The 1870 U.S. federal census located James still in the Fourth Ward with his family. By 1878 he had left the Fourth Ward for a residence on Crew Street where the 1880 U.S. federal census found him. He continued his work as a molder and associated with several different firms. When he died in June 1893, the Constitution noted that James was “known all over Atlanta as ‘Uncle Jimmie.'” He was buried at Oakland Cemetery.

James and Angeline (Sigwald) Gullatt were the parents of four children: Angeline A. Gullatt (1854–1917), wife of Lyman Alonzo Edmund Redwine; Henry Calhoun Gullatt (1856–1924), a Plumbing Inspector for the City of Atlanta; James Edward Gullatt (1895–1965), a grocery salesman; and Mamie E. Gullatt (1895–1965), wife of William F. Stewart.

Select Bibliography

Atlanta Daily Examiner. “List of Letters.” April 3, 1855.

Atlanta Daily Intelligencer & Examiner. “Fireman’s Ball.” December 11 1857.

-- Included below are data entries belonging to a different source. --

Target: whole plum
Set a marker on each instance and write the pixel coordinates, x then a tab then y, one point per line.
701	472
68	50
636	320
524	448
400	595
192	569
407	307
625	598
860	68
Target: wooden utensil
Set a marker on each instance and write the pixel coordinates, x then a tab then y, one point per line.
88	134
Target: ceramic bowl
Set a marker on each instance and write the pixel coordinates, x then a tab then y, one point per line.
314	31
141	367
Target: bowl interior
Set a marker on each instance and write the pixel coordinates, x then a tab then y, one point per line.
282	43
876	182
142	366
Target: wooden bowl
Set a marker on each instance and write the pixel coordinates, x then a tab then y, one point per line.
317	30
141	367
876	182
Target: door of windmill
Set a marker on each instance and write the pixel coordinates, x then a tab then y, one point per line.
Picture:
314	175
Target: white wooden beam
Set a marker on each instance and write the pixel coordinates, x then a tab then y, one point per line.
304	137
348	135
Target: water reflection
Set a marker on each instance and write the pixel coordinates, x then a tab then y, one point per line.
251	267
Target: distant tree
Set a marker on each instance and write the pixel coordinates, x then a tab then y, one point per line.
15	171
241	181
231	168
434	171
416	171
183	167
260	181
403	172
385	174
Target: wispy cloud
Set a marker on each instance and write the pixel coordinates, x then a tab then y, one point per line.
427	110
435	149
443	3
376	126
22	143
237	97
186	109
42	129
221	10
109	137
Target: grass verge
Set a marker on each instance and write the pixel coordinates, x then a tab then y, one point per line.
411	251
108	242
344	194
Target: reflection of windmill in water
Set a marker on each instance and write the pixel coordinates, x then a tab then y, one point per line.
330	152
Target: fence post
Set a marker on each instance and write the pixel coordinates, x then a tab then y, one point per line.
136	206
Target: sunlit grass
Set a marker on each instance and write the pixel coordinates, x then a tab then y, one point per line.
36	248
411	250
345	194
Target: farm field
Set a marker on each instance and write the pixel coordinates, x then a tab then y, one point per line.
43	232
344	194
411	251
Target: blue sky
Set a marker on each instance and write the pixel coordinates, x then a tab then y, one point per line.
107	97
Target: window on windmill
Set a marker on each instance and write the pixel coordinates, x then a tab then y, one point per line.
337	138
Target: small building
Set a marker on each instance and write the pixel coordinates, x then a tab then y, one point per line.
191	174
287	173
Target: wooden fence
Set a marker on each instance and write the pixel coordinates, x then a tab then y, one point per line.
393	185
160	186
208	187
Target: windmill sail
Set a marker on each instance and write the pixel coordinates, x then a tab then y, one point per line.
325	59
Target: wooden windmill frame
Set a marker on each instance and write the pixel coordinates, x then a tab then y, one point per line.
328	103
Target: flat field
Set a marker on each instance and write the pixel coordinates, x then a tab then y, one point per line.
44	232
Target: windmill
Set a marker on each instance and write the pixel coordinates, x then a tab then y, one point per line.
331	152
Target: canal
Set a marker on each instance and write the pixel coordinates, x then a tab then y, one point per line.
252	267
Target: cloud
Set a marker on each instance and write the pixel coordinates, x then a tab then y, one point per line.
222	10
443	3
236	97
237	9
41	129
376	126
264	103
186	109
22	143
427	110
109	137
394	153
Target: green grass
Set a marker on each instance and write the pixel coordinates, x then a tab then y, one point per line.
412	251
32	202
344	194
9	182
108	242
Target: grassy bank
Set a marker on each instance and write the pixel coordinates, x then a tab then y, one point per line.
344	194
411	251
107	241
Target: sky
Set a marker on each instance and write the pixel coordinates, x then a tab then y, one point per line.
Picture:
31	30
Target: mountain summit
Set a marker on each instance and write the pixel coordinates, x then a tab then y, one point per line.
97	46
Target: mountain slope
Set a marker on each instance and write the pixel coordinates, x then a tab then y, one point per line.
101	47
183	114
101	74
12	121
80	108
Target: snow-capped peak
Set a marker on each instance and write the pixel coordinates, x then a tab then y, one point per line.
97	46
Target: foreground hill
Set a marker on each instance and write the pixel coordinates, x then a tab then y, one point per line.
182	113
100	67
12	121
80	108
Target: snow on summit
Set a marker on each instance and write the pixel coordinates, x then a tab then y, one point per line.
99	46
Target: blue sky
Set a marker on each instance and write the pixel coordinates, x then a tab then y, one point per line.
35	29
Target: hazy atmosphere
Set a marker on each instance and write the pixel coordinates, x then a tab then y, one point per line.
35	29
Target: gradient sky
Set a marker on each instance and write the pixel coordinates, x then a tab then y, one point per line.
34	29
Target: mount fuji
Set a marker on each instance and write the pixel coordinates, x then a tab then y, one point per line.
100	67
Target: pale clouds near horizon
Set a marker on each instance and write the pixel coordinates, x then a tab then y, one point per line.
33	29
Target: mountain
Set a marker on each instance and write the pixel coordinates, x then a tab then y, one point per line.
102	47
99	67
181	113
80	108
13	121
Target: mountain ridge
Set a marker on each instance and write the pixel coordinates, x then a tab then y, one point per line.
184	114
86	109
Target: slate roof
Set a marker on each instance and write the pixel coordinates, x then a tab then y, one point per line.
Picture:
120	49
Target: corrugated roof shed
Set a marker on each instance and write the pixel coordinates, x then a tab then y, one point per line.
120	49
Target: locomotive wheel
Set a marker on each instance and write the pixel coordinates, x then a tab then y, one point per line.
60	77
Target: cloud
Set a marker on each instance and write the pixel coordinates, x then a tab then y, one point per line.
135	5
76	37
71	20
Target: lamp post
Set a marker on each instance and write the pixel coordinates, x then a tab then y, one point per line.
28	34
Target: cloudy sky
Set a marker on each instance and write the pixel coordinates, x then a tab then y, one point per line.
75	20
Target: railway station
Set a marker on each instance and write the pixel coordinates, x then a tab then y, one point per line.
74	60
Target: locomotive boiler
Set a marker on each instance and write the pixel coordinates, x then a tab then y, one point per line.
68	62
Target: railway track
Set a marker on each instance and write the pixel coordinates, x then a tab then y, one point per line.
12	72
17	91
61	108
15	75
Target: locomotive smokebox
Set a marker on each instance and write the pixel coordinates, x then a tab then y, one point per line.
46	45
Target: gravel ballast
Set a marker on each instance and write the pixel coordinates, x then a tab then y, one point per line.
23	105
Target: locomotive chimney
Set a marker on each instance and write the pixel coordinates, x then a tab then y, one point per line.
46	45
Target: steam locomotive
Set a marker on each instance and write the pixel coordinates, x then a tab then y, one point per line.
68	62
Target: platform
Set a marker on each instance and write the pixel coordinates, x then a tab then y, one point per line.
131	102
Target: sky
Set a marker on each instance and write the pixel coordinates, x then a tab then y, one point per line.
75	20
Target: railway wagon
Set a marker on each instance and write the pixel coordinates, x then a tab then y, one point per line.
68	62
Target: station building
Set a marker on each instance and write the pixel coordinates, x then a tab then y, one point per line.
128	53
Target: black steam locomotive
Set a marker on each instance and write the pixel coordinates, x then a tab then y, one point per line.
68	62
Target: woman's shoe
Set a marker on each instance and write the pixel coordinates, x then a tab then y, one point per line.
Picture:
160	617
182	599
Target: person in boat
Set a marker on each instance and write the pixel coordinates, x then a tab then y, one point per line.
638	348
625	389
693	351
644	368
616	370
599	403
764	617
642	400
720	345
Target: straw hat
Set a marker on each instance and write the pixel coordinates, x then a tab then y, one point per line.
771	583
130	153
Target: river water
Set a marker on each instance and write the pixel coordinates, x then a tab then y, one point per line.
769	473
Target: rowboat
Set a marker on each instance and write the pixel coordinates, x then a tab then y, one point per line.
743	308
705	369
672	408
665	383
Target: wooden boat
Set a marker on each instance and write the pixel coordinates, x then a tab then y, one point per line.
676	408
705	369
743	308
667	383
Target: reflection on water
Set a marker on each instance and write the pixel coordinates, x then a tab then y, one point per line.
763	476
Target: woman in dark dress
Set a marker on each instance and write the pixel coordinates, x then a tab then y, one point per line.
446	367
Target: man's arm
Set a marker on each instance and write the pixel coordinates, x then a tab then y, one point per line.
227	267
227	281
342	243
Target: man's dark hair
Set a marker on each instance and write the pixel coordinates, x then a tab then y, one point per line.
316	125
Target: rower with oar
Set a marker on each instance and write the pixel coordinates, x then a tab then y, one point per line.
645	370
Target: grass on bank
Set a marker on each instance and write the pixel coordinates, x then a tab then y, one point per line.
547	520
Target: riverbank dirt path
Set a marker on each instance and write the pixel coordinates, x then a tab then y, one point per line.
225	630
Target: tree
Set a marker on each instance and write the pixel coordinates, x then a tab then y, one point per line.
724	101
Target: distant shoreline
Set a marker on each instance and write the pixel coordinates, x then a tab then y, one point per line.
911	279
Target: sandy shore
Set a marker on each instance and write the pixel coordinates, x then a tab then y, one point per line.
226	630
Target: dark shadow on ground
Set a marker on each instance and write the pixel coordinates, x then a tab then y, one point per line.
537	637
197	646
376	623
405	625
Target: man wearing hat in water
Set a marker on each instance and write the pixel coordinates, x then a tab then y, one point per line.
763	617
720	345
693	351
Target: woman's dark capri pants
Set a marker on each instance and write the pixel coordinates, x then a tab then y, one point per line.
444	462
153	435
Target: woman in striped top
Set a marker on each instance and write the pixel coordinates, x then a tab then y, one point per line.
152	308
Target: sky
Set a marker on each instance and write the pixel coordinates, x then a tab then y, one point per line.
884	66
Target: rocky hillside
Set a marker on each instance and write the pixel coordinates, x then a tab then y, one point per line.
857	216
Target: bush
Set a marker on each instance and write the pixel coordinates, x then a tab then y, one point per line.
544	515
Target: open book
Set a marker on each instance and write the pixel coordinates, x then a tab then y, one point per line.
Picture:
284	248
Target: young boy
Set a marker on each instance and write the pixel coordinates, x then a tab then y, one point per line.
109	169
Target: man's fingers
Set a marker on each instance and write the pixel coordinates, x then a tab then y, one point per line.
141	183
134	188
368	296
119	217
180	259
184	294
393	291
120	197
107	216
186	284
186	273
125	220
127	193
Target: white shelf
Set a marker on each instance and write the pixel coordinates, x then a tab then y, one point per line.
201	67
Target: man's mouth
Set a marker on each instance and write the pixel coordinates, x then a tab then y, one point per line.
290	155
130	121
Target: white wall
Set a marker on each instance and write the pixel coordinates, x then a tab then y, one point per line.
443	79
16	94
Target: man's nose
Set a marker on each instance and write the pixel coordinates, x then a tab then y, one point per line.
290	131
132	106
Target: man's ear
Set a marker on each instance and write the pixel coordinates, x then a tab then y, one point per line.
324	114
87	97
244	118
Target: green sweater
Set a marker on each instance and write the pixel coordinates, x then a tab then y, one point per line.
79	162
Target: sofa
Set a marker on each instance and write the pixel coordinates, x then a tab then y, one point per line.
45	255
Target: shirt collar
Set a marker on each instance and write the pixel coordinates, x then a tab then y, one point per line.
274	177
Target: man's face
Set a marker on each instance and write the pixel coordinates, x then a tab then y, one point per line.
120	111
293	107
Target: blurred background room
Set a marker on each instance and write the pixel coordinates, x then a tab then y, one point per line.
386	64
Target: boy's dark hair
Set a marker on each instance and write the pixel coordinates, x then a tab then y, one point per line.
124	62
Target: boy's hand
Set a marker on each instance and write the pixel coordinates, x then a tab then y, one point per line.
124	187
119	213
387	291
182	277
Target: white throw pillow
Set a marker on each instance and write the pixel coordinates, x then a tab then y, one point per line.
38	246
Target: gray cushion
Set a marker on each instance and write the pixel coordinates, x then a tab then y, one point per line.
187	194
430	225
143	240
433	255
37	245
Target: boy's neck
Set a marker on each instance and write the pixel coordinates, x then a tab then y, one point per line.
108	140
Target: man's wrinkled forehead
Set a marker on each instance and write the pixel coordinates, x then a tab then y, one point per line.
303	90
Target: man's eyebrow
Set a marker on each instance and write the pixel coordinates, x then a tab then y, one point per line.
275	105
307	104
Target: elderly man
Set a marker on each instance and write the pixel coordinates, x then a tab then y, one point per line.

Garrett, Franklin M. Atlanta and Environs: A Chronicle of Its People and Events, 1880s–1930s. Vol. 2 of Atlanta and Environs: A Chronicle of Its People and Events. Athens, GA: Univ. of Georgia Press, 1969.

Harrison, John M. “William Barnes, C.S.A.” Atlanta Historical Bulletin 8, no. 31 (1947): 100–104.

———. “The Volunteer Firemen of Atlanta.” Atlanta Historical Bulletin 6, no. 26 (1941): 276–286.

Mitchell, Stephens. “Atlanta the Industrial Heart of the Confederacy.” Atlanta Historical Bulletin 1, no. 3 (1930): 20–27.

Ryan, Frank T. “Mechanic Fire Company, No. 2.” In Pioneer Citizens’s History of Atlanta, 166–169. Atlanta: Byrd Printing Co., 1902.